Innovation expert Jim Harris returned to the Business Execution Summit in March to provide two keynote presentations. His first outlined the ever-advancing technologies that are impacting our businesses and our lives.  He touched on the current state of artificial intelligence, mobility, automation, robotics, energy and various other mind-blowing advances.

More relevant to most of the BEx attendees was Jim’s second presentation titled, “Thriving in the Future: How To Build A Fast, Nimble Organization”.  Here Jim outlined several strategies that we, as leaders, need to focus on to thrive in these dynamic times. 

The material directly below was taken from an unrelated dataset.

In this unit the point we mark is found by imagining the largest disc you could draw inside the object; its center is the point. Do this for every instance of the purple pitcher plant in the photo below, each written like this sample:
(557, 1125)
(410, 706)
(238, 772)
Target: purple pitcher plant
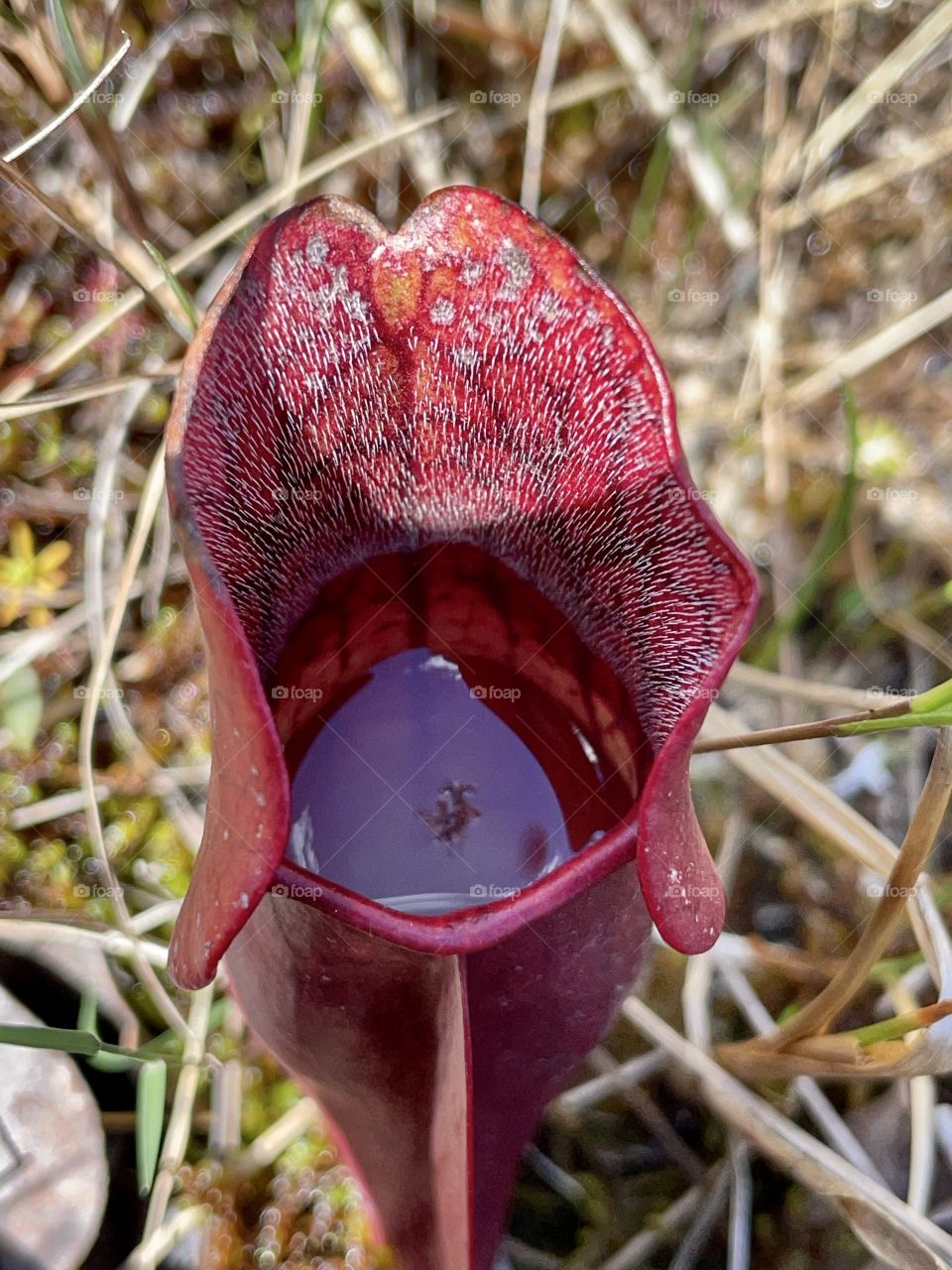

Top 5 Strategies to Thrive in Dynamic Times 

  1. Organizations, especially large ones, have built-in immunity systems to innovation.  There are various reasons for this including people’s discomfort with uncertainty, existing products and services, critics (“that will never work”), traditional economic and financial methods (ROI thinking), fear, and a host of other factors.  Leaders must firstly recognize these conditions exist before considering any attempts to create a more innovative culture. 
     
    Sometimes extreme steps need to be taken to isolate the incubation of new ideas from the rest of the organization.  As one of the BEx panelists from 2018 described, it is often necessary to create separate organizations and leadership teams to fully realize the potential of innovation (Vince Danielsen, Wello.ca).
     
  2. We tend to think of innovation as invention of a new product or service, but there is opportunity to innovate in various other ways.  One example is a process innovation which automates orders from customers when inventory drops below a certain threshold.  Another may be a business model change by shifting to use global freelance resources to get work done instead of hiring employees (using the ‘gig economy’).  Process and business model changes can be just as valuable as product or service innovations.
     
  3. Technology can certainly enable higher productivity.  But even without technology, employees still feel they have more to give.  By focusing on improvements in employee engagement, fit-to-roles, accountability, training, and providing team members with the tools, resources and information to do their job better, leaders can release the potential of the human capital they already have.
     
  4. Celebrating failure is another way to move an organization to innovation.  Often as leaders we criticize or even punish failure, but innovative teams recognize the value of trying new things and experimentation.  Leaders need to be more than just tolerant of experiments but need to encourage and fund them.
     
  5. Finally, nimble organizations trump those that try to predict the future.  With the level of change happening today, even the most skilled forecasters will be wrong most of the time.  Winning organizations must build a strong competency around learning and change and recognize that what made a firm successful in the past will likely not make it successful in the future.  All employees need to be ambitious learners and be willing to accept new challenges and changing roles.  

The organizational changes described here don’t happen overnight.  Leaders must be prepared to confront the reality of their situation, establish a vision, and personify the characteristics they want to see in their organizations.

What changes are you making to become a more nimble, innovative organization?